Jon Held's Test Grading Method
  Welcome | First Sailing trip | Hughes gulf crossing & cal25 salvage | Alaska trip letters | West coast trip | Misc letters | My brothers new house | Brother's house Pg2 | My Test Grading System | Brother's house pg3 | my dinghy & folding bike wheel | More good stuff  

test grading

This page describes a method of scoring college level tests that I have developed and used in every course I've taught since developing it.   I had to develop it because I had the task of teaching what I believe was the largest engineering class ever taught at K-State.  I had to find a much faster way of grading a problems type test.
Basically this is a test grading system that can be very quickly graded.  It applies mostly to problems type courses.  I used it for all the engineering classes I have taught since developing it.  I loved it and the students did too.
This system allows me to get the test back to the students the next class period.  I feel that is very important in a learning environment, quick feedback.  The student learn about their previous mistakes before starting new material.
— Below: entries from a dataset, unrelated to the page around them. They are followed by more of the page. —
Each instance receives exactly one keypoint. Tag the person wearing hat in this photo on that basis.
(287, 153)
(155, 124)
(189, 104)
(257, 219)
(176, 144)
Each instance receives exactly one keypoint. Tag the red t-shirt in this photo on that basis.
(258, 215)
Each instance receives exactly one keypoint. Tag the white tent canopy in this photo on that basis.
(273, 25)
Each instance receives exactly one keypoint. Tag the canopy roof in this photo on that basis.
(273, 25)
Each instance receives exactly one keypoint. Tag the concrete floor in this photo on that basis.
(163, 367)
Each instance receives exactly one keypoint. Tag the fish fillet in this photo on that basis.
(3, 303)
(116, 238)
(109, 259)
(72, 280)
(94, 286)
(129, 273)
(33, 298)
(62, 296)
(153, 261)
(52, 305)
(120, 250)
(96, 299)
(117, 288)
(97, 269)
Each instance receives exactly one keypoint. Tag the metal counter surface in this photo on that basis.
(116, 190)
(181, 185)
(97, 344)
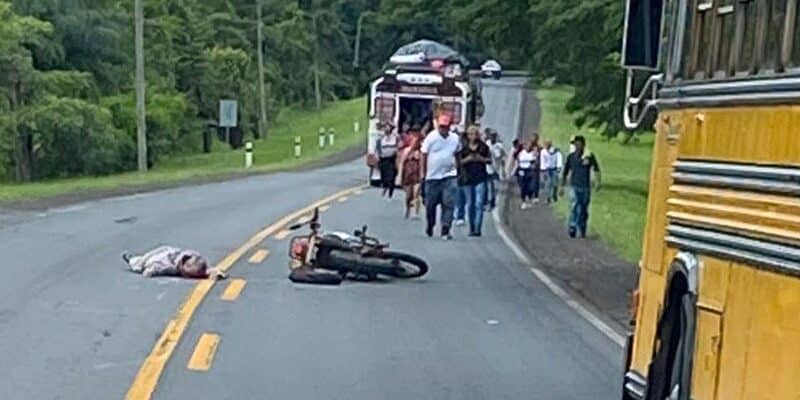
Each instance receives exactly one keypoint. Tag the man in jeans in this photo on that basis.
(439, 150)
(578, 169)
The students get more points for correct work and lose less for mistakes.  It all evens out in the end because you grade on a curve anyway.  The students can skip one of the four problems and still get a 90 if they do everything else perfect.  Their best problem is worth 40% of the grade and their worst only 10%.
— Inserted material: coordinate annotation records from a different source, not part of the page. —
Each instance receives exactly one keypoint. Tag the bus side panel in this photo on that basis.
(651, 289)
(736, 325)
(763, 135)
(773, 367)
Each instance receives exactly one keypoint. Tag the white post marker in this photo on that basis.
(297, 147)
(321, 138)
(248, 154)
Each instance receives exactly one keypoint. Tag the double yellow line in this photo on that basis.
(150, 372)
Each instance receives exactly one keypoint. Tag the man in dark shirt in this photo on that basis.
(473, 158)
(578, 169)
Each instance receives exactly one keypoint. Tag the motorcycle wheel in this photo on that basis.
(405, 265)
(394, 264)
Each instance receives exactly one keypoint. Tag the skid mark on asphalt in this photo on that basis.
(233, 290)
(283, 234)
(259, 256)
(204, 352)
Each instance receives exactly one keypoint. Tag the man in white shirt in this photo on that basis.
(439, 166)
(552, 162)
This system promotes accuracy and completeness, it rewards finishing one problem more then just getting a good start on 3.  Just like in the real world, one finished and usable bridge is much better than 3 partially finished bridges.   

The class was Engineering Economics.  The semester before the class was not offered due to a faculty shortage, normally there were 2 or three sections with 40 or so students per section.  So this semester I had two semesters worth of students all combined into one giant lecture.  I agreed to teach it, I enjoy a challenge.  The class was so large we had to find a larger lecture hall than what was available in the engineering buildings.  It was an auditorium. The class was a disaster due to classroom layout, the blackboards were far too small, too far away from the students along with many other problems.  There were over 240 students in the class.  This test method was really the only good thing to come out of that semester.
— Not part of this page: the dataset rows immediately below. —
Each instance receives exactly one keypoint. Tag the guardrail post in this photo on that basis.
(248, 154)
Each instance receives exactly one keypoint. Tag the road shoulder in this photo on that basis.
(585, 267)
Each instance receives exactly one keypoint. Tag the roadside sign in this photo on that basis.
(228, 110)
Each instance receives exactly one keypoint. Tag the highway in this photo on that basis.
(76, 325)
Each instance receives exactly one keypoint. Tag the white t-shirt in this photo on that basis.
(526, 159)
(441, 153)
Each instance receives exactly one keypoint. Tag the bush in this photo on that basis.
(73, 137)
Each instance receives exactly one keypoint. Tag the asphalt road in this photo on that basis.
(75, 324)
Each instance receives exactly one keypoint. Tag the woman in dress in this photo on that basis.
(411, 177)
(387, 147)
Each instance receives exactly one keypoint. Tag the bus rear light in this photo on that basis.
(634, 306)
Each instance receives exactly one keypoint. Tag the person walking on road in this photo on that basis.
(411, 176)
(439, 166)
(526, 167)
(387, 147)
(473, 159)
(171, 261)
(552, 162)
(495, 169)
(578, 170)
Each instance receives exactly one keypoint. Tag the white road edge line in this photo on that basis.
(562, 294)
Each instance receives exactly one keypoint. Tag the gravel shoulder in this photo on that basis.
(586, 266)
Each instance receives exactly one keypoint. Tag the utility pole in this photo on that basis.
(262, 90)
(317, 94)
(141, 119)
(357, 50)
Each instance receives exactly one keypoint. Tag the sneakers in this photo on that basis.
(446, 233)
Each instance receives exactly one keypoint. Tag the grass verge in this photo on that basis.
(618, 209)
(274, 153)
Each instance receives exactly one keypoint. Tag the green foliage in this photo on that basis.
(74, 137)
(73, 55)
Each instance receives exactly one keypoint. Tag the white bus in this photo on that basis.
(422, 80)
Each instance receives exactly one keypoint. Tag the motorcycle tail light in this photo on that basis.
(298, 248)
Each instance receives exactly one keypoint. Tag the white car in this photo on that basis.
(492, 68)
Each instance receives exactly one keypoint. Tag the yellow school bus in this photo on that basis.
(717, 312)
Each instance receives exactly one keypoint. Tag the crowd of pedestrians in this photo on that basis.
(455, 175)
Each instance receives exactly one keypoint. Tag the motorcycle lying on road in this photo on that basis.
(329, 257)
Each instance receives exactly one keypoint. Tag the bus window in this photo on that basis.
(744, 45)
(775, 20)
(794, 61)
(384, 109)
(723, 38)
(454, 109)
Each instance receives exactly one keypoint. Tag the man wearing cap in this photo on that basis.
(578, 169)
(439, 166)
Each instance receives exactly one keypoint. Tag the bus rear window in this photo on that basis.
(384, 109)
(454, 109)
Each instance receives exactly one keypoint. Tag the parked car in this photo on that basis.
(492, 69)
Basically the system involves four problems on a test.  The problems have to be such that they involve many (maybe 10 or so) steps or decisions to come up with a final numerical answer.  A typical engineering design course fits this mold very well.   I often would have 2 part problems, part A that basically asked do you have any idea what's going on and then a part B that is more involved.

These problems are graded on a 4 level system.  Perfect  ----  Almost perfect  ---  More than 1/2 right  ---  Less than half right.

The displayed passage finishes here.